ABSTRACT
The Anti-Defection Law, enacted through the 52nd Amendment Act of 1985, was brought in to curb political instability caused by opportunistic party hopping. Enshrined in the 10th Schedule of the Indian Constitution, the Act provides the grounds for disqualifying members for going against party orders, voting against party orders, or resorting to unethical political strategies. Despite this law being a major instrument of ensuring political stability, it has been criticized for muzzling the freedom of speech of members and entrusting too much discretion to the Speaker/Chairman, which tends to lead to one-sided decisions and inordinate delays on disqualification.
Judicial interventions have made some of the law clearer, but problems persist, including loopholes that allow mass defection in the form of mergers and the suppression of authentic political party dissent. An examination of international parliamentary practice identifies alternative methods of maintaining party discipline while not undermining legislative autonomy. Such research takes into account possible reforms, including the establishment of a time-bound decision-making process, the delegation of adjudicative functions to an independent panel, and the redefinition of defection to balance stability with democratic principles.

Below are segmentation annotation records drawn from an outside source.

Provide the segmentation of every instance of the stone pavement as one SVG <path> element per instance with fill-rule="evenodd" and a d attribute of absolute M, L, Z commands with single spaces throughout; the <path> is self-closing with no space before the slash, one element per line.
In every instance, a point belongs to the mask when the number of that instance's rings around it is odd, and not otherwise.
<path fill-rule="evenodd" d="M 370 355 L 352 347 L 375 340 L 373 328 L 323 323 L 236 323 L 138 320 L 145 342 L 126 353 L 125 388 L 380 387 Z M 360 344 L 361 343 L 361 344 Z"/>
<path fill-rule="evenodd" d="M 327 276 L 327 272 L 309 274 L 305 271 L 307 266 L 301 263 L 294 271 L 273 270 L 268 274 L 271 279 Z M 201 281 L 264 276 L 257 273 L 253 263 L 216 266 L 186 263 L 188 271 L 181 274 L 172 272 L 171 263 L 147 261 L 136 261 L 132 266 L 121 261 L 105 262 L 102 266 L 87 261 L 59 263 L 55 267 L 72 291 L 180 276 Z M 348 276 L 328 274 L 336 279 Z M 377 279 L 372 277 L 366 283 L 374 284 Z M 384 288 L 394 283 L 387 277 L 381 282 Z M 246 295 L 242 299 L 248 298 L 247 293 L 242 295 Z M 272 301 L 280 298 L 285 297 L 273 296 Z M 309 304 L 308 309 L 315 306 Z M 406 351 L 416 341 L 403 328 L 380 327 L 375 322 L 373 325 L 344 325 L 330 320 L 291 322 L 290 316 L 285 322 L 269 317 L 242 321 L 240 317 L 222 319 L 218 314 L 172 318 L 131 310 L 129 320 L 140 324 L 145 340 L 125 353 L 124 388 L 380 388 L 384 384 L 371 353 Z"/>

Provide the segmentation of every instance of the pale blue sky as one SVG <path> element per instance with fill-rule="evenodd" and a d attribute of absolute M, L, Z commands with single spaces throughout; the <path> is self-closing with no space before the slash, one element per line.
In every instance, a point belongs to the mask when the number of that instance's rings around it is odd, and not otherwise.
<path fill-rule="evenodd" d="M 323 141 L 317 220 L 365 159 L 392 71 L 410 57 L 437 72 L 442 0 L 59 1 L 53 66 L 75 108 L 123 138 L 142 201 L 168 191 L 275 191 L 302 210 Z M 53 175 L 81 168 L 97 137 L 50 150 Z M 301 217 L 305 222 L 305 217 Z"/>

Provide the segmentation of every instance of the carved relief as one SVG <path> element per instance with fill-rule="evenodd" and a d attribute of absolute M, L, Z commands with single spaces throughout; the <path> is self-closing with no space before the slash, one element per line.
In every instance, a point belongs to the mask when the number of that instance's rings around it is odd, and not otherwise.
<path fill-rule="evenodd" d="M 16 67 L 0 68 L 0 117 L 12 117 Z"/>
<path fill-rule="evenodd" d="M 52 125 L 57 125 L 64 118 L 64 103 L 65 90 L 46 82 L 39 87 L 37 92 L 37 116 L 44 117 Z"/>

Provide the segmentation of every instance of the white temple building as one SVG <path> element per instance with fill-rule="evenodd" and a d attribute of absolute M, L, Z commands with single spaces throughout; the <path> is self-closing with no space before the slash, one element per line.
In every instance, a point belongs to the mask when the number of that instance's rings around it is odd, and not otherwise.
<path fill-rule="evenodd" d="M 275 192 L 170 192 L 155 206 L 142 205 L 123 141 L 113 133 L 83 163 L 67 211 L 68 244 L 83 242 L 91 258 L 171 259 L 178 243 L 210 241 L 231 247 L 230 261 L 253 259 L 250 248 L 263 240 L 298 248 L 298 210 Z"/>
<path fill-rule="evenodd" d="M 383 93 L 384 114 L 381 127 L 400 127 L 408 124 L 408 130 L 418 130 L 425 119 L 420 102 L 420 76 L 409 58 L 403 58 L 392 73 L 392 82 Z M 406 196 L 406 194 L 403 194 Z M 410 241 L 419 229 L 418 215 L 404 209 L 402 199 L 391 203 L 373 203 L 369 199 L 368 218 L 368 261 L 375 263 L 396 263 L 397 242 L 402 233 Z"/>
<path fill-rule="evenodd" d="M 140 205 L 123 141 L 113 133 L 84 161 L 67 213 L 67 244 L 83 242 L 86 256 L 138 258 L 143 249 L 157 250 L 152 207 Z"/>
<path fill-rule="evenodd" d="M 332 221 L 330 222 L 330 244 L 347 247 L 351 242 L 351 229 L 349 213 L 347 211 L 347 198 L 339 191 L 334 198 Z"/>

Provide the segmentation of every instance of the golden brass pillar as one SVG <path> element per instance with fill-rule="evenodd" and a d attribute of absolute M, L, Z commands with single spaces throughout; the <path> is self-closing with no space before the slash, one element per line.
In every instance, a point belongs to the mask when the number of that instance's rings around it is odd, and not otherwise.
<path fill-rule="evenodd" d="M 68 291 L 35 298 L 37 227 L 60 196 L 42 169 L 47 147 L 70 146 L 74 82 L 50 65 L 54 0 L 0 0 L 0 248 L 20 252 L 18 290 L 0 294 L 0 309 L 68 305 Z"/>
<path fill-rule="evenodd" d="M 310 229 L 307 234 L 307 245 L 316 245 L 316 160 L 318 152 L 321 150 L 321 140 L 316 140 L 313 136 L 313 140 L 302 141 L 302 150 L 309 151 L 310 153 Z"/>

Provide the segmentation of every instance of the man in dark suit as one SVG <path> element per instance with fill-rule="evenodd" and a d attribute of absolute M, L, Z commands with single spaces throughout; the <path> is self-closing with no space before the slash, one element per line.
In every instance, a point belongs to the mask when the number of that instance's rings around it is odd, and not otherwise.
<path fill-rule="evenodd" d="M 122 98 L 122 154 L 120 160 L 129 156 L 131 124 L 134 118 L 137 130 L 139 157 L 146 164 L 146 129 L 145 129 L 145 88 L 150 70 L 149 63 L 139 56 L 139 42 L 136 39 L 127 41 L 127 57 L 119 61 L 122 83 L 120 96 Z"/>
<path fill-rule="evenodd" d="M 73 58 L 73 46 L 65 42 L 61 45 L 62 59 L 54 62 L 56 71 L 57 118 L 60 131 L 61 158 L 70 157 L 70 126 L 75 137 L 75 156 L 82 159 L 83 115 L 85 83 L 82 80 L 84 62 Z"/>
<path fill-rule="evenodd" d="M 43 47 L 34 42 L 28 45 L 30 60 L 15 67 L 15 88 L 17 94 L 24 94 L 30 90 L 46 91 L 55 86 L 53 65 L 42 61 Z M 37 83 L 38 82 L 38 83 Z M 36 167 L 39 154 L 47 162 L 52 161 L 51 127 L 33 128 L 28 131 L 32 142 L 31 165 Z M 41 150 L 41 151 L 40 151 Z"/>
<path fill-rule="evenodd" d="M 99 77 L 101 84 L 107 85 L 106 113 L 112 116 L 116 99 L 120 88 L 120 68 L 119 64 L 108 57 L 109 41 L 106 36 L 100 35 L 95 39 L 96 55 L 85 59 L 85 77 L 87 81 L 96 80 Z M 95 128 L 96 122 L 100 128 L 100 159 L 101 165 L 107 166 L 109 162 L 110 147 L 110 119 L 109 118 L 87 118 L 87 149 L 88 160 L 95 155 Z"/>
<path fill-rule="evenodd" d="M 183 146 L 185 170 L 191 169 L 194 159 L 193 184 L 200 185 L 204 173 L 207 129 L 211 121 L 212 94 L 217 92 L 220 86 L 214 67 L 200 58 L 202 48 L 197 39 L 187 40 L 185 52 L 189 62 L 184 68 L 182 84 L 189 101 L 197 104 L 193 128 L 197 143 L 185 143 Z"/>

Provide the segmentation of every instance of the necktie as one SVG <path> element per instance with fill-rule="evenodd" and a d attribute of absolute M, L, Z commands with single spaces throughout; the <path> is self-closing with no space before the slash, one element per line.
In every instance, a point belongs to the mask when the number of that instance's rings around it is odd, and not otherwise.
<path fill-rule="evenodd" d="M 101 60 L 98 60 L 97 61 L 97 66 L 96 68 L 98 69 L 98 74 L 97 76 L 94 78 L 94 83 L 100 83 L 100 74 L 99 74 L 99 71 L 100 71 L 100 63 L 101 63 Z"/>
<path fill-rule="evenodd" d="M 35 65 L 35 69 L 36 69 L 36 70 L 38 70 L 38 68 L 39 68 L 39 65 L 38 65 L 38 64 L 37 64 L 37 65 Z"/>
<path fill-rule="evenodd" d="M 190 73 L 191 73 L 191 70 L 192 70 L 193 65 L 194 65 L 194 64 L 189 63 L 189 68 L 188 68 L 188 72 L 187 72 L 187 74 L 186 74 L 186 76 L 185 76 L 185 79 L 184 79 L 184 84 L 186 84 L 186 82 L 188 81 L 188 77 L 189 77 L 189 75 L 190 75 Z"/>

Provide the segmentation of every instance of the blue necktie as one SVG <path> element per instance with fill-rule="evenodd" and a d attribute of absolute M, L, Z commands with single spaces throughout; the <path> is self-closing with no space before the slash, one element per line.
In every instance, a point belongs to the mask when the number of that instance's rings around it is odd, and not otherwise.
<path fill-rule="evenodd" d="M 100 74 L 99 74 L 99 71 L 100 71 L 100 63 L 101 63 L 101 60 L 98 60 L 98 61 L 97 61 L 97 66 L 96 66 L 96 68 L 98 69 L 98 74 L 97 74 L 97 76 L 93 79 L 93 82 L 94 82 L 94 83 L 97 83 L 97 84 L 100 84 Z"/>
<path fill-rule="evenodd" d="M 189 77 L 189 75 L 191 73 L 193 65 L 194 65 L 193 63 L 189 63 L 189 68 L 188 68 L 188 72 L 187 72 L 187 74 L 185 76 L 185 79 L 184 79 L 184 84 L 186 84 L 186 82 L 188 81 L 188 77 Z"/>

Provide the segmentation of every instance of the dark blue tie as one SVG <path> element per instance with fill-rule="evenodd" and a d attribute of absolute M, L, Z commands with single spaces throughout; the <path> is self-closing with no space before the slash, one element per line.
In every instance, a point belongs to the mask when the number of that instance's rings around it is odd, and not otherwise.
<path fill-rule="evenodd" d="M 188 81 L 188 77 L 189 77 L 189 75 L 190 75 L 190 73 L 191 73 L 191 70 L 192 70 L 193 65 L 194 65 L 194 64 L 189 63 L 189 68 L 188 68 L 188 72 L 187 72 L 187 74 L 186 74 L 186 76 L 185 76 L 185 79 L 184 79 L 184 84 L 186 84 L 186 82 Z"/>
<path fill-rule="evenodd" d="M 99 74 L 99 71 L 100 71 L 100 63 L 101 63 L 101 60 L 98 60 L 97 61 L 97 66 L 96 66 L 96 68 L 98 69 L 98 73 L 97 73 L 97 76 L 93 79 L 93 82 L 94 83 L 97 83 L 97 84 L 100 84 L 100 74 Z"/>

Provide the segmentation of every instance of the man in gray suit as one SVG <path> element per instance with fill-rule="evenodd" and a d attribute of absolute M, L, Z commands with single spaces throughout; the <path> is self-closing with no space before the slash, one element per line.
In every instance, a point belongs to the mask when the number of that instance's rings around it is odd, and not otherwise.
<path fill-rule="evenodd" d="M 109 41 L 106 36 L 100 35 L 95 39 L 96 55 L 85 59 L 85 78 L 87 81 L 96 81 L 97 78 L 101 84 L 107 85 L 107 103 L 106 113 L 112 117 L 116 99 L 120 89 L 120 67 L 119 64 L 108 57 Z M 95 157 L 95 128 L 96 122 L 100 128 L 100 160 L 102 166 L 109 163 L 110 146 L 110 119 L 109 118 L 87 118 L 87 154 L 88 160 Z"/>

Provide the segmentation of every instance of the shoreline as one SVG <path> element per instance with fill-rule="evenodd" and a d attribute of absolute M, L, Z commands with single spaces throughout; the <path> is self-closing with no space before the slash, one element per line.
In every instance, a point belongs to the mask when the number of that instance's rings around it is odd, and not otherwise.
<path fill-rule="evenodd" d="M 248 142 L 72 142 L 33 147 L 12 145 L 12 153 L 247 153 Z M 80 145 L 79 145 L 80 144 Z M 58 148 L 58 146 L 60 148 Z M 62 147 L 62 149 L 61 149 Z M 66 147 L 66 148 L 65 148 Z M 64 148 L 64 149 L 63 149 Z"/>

This study critically assesses the effectiveness, challenges, and future of the Anti-Defamation Law, pointing to the need for systemic changes to ensure governmental stability in conjunction with legislative autonomy within India’s parliamentary democratic system.
Keywords: Anti-Defection Law, Judicial interventions, political stability, legislative autonomy.
INTRODUCTION
Elections to the parliament and state legislatures in India have traditionally been party-based, and the multi-party system influences the voters both conceptually and practically depending on their philosophy and policies stated in election manifestos. But since the mid-1960’s India’s experience with democracy, many of the representatives of the people in the parliament and in the State legislatures, especially, have defected to opposing parties, leading to quite unsavory political evolution. Such shameless defection is nothing but betrayal of the voters and destruction of the principles of democracy. This marvel, rather than any shared ideology or sincere political opposition, was apparently motivated by a thirst for power, status, and money.
The persistent problems of defection even after the implementation of detailed measures in the Tenth Schedule of the Constitution, as well as the numerous contradictory views from various High Courts and even the Supreme Court, now have new manifestations in terms of some of the elected representatives of the dominating political party resigning from the party and subsequently joining the Second largest political party and contesting the by election under its banner. This has led to the reduction of the required minimum number of members in the House which now enables the Second largest political party to establish a government in the same way as in Goa, Manipur, Karnataka and Madhya Pradesh. The recent matters in the State of Rajasthan have made more difficult the entire framework of law on defection with regard to the jurisdiction of the High Court to intervene, particularly, when the case is pending before the presiding officer of the House and more significantly, ‘the voice of dissent’ which is one of the most cardinal principles of democracy is silenced with a threat of a show cause notice seeking disqualification in 2(1) Part of Schedule 10 of the Constitution.